14-year-old Palestinian Mohammed El-Yazici

14-year-old Palestinian Mohammed El-Yazici, who lost his mother and has not heard from his father due to Israeli attacks on Gaza, kisses his 6-month-old baby brother in front of the makeshift tent in Rafah, Gaza on January 28, 2024.

(Photo: Abed Zagout/Anadolu via Getty Images)

Israel's Assault Has Traumatized Virtually All of Gaza's 1 Million+ Children: UNICEF

"Behind each of these statistics is a child who is coming to terms with this horrible new reality," said a spokesperson for the agency.

Out of the 1.7 million people who have been forced from their homes in Gaza by Israel's bombardment over the past four months, about 1%—17,000—are children who are now navigating the humanitarian crisis without their parents and guardians, the United Nations Children's Fund said Friday.

Jonathan Crickx, UNICEF's chief of communication in Palestine, said at a briefing in Geneva that the agency now estimates 17,000 children in Gaza are "unaccompanied or separated from their families," with their parents and guardians either killed by Israel's relentless air and ground attacks, missing, or otherwise unable to care for them—while virtually all the children in the enclave are suffering from trauma.

Crickx emphasized that the number of orphaned children is a rough estimate "since it is nearly impossible to gather and verify information under the current security and humanitarian conditions," and shared with the press that on his most recent trip to Gaza he met 12 children, "each one with her or his own devastating story to tell."

"More than half of them had lost a family member in this war. Three had lost a parent, of which, two had lost both their mother and their father. Behind each of these statistics is a child who is coming to terms with this horrible new reality," said Crickx before telling the story of an 11-year-old girl, Razan, whose parents and three siblings were killed when her uncle's house was bombed in the first weeks of the war.

Razan's leg had to be amputated and following the surgery—which, in many cases, doctors in Gaza have resorted to performing without anesthesia or proper antiseptics—her wound got infected. Her aunt and uncle are now caring for her in Rafah, the city to which the surviving family members have been displaced.

Crickz also described meeting two cousins, aged six and four, whose "entire respective families were killed in the first half of December," leaving them "very much in shock" and with no one to care for them.
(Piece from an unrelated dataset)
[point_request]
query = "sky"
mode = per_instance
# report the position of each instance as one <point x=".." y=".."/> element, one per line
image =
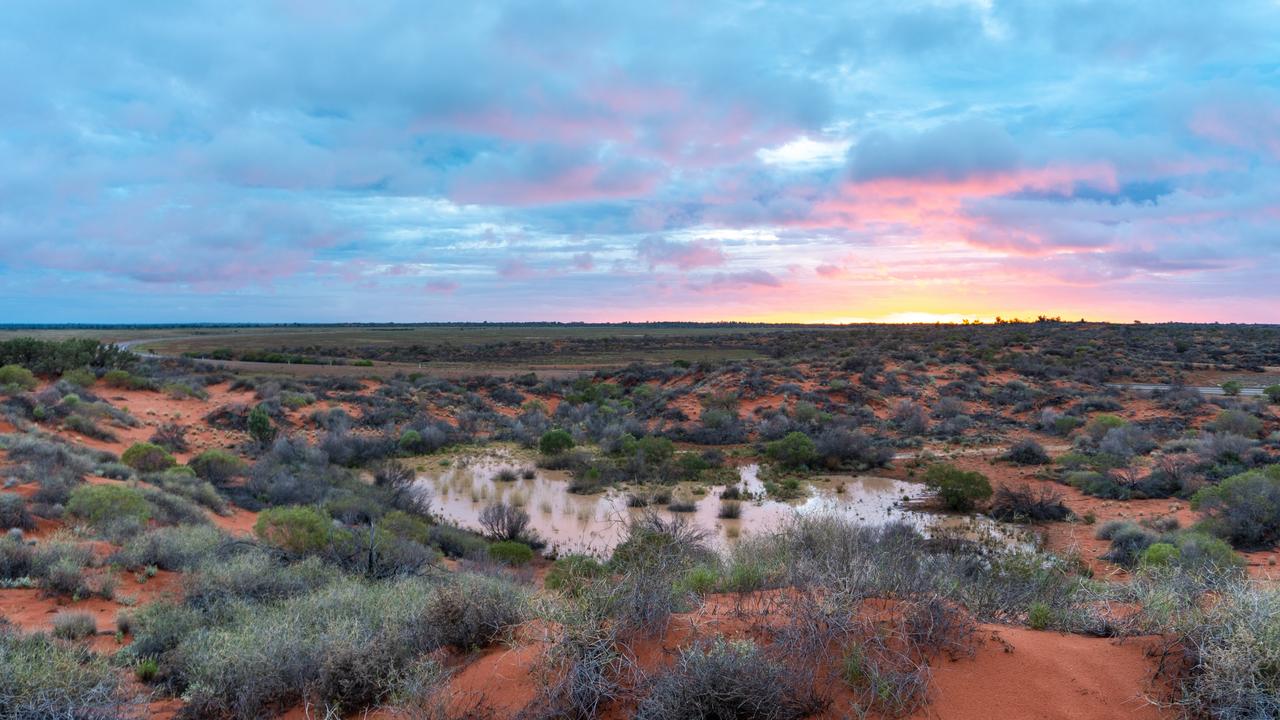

Prior to Israel's current U.S.-backed war on the civilian population of Gaza, about half of the enclave's 1.1 million children were in need of mental health and psychosocial support. Before October, 80% of the population relied on humanitarian assistance to survive and about half of adults were unemployed.

Now, said Crickx, "all of [the children in Gaza], more than 1 million children, need mental support."

Crickx and other UNICEF workers have met children who "present symptoms like extremely high level of persistent anxiety, loss of appetite, they can't sleep, they have emotional outburst[s], or they panic every time they hear a bombing."

The Israeli government and its defenders in the U.S. and other Western countries have claimed the Israel Defense Forces are targeting Hamas in retaliation for its attack on October 7, even as evidence mounts that the Israel Defense Forces are carrying out a genocide. At least 27,131 people have been killed in Gaza so far, including 11,500 children.

"These children don't have anything to do with this conflict," said Crickx on Friday. "Yet they are suffering like no child should ever suffer. Not a single child, whatever the religion, the nationality, the language, the race, no child should ever be exposed to the level of violence seen on the 7th of October, or to the level of violence that we have witnessed since then."

Crickx highlighted the mental health and psychosocial support UNICEF and its partner organizations have provided to more than 40,000 children and 10,000 caregivers since October 7, with relief workers leading people seeking shelter at refugee camps in games, songs, and other activities.

"I attended one of these activities and it is really a relief to see children play, draw, dance, sing, and smile," said Crickx. "It helps them to cope with the terrible situation they are going through. But of course, this is far from sufficient when we see the scale of the needs."

A permanent cease-fire, said the spokesperson, is "the only way to have this mental health and psychosocial support delivered at scale."

"Before this war, in 2022, the child protection cluster led by UNICEF provided this support to nearly 100,000 children," said Crickx. "It is possible to scale up now. We have done it before. But it is not possible under the current security and humanitarian conditions."